Nessa pista são depositados os materiais recebidos, e então o cachorro entra no ambiente e, identificado um recipiente de alguém com câncer de mama, para em frente a ele. A detecção do tipo e estágio de câncer é feita, então, via exame clínico. Outra vantagem do processo é que ele pode ser feito sem que o paciente saia de casa, algo que já seria útil, por exemplo, no cenário atual de pandemia.
Leonardo explica que o projeto envolve oncologistas, inclusive da Sociedade Franco Brasileira de Oncologia, treinadores e veterinários, "todo mundo está fazendo pelo bem. A gente pede apoio dos governantes e da iniciativa privada, que possam ter esse olhar pra gente. A gente precisa de mais".
"Esses cachorros fazem parte da nossa família, nosso dia a dia, o que queremos para eles queremos para nossos familiares. O cachorro sendo cachorro, não é um objeto, ele está ali e a gente sabe utilizar as melhores características dele", observa o especialista.

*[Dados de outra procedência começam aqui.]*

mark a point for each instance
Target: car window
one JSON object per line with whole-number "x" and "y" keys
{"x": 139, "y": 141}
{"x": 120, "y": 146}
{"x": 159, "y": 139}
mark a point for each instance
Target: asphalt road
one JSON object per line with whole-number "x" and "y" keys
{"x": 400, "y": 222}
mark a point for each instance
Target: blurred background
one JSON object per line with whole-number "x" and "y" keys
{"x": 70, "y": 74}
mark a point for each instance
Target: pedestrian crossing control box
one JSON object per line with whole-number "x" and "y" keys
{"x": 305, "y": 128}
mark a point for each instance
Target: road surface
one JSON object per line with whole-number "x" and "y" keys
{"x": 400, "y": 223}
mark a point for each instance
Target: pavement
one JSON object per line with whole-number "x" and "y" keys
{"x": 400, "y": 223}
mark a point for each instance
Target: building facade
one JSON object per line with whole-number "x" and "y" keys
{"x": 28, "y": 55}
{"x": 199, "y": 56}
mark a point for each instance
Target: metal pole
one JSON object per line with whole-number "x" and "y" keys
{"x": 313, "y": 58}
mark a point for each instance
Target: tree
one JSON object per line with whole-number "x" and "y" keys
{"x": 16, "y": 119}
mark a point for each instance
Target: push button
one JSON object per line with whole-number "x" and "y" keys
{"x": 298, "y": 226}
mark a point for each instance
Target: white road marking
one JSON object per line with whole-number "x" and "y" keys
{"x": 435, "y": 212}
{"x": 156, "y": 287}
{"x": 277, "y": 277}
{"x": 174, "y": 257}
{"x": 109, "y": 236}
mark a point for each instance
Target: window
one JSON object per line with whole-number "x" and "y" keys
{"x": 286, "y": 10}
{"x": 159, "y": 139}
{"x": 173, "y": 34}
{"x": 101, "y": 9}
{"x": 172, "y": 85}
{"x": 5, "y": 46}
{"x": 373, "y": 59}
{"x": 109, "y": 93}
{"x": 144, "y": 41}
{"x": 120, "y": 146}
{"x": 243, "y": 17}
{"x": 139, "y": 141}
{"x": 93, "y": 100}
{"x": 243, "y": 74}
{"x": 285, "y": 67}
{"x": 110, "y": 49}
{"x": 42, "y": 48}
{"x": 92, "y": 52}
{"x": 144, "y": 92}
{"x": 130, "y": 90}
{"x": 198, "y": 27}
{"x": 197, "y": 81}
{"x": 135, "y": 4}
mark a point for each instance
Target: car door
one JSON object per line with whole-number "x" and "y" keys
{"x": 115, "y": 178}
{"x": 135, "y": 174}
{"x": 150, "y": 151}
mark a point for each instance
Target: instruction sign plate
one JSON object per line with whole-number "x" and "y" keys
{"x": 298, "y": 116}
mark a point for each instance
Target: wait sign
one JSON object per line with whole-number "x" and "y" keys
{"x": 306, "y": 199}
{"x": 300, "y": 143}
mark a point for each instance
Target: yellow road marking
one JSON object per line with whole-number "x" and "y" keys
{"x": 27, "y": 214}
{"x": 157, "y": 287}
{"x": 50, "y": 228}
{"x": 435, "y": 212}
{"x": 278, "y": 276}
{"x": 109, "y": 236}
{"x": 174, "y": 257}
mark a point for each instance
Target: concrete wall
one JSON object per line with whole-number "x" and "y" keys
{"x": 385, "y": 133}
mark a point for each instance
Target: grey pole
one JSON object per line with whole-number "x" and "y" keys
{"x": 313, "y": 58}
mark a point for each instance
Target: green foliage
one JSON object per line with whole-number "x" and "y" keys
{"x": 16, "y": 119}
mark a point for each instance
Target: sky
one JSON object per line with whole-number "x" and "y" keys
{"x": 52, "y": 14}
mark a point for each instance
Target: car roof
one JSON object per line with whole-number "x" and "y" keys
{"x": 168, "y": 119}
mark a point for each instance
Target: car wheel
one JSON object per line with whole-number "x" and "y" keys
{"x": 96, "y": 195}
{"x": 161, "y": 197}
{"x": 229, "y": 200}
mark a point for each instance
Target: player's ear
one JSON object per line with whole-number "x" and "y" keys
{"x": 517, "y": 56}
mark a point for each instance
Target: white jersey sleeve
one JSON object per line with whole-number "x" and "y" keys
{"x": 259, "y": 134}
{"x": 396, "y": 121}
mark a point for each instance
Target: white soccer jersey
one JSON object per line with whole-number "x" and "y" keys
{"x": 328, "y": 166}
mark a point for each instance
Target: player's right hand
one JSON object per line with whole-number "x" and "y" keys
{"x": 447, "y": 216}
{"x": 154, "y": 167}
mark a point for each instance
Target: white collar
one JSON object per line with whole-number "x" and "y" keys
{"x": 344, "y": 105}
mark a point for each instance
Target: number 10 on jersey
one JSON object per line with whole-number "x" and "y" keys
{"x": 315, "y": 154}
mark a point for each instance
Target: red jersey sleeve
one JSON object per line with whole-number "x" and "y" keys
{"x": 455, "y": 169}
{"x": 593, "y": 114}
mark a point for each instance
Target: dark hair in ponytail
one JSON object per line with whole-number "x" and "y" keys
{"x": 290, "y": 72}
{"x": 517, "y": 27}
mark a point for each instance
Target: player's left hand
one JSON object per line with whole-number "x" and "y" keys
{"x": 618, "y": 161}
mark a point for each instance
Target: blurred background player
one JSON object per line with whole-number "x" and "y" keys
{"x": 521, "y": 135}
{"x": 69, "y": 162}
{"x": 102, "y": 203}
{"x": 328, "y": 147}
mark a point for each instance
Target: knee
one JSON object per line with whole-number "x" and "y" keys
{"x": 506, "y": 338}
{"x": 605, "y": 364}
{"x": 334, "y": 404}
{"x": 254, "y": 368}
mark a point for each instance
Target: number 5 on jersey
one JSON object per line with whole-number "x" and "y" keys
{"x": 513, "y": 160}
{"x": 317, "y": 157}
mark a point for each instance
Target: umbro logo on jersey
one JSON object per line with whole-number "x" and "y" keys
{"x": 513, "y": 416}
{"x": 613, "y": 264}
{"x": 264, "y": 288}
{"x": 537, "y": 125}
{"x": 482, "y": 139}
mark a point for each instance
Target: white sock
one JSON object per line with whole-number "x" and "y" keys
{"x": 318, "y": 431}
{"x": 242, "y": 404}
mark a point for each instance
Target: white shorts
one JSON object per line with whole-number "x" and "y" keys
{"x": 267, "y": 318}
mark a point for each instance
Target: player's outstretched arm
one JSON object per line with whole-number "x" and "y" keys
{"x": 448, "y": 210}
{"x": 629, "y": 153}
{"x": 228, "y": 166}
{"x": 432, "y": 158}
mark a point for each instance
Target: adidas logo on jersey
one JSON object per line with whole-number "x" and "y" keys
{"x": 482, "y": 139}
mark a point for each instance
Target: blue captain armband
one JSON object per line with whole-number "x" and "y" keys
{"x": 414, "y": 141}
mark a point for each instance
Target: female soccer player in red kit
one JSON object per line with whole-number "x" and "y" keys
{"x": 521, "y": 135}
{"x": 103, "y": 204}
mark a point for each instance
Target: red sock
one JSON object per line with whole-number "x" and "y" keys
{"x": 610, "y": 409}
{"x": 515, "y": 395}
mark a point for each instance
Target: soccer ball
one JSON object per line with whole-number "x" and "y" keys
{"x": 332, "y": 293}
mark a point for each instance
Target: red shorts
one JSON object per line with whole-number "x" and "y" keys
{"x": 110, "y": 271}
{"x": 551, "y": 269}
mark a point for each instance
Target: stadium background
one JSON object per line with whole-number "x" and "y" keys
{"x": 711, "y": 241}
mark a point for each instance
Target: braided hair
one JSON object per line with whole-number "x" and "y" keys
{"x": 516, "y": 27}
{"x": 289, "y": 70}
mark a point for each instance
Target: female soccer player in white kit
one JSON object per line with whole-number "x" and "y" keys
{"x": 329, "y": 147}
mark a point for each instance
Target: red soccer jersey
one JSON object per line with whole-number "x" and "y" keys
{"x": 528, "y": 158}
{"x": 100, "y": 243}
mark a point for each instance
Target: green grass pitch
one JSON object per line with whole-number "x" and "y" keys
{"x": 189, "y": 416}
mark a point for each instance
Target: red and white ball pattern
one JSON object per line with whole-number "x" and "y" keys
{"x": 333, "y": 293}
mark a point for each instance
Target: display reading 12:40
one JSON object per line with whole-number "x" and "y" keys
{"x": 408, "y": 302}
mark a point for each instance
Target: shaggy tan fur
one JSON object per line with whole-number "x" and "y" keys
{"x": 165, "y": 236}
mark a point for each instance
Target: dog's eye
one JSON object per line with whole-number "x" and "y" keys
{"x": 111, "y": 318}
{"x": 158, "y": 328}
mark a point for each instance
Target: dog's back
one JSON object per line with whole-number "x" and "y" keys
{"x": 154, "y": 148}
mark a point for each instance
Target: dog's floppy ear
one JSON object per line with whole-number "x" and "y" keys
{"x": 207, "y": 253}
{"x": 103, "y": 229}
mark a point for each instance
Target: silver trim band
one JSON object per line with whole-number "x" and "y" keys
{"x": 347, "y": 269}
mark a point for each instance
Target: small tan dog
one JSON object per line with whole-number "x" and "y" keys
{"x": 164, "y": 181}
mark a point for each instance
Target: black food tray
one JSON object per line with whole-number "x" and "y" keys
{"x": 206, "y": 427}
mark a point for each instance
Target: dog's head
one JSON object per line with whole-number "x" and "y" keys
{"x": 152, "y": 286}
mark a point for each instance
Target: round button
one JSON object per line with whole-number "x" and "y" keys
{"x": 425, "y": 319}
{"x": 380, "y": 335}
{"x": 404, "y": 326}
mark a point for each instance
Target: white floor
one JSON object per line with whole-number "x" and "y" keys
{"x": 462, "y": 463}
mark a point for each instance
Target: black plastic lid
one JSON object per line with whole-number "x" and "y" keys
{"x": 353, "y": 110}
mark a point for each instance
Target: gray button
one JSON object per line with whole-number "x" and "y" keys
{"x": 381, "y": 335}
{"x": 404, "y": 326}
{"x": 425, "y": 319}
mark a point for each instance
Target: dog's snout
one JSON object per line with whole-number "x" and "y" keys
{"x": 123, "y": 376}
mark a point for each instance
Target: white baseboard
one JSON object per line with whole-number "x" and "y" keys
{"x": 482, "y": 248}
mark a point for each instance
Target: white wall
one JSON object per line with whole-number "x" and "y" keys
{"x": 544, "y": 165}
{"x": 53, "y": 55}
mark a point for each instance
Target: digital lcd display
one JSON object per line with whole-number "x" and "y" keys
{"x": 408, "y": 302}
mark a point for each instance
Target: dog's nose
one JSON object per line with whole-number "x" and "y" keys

Durante a pandemia, o projeto também se adaptou e passou a treinar cães para identificar pessoas com covid-19 pelo olfato. Ainda em estágios iniciais, a inspiração também veio do exterior, com iniciativas que chegaram a ter quase 100% de acertabilidade.
Apesar de ser necessário respeitar o tempo da ciência para garantir a eficácia e conseguir as permissões de órgãos da área da saúde, a falta de investimentos desacelera o projeto, que atualmente conta com apoio de algumas marcas voltadas para pets, como a Royal Canin. Além disso, será necessário ter apoio e diálogo com governantes para permitir a entrada do projeto no SUS.
Por enquanto, o KDOG Brasil treina cães das raças pastor holandês, pastor belga malinois e pastor alemão, bastante usados na área de segurança pública e conhecidos pelo bom olfato, graças aos grandes focinhos, cheios de receptores. É possível incluir outras raças, como beagle e pointier, mas é necessário haver uma seleção para garantir a qualidade olfativa.
Leandro considera que a principal dificuldade do projeto é a falta de cultura no Brasil sobre o uso de animais para identificação, que limita o uso e investimentos em biodetecção inclusive em áreas mais conhecidas, como na atuação com policiais e bombeiros na identificação de drogas, cadáveres e desaparecidos.
"Temos grandes treinadores, já respeitados, mas ainda é algo pequeno em relação ao potencial, falta essa cultura em torno do cachorro trabalhando em identificação, terapia, assistência", explica ele, destacando que é importante, também sempre garantir uma boa qualidade de vida para os animais envolvidos.
Ele destaca que o grupo quer estar "na linha de frente do combate ao câncer de mama", e, mesmo com os atrasos no treinamento devido à pandemia, não pretendem desistir. "A gente sabe trabalhar na dificuldade, mas a gente precisa de mais apoio, quem puder ajudar será muito bem-vindo. É um projeto magnífico, fazer o bem faz bem, e a gente quer fazer o bem."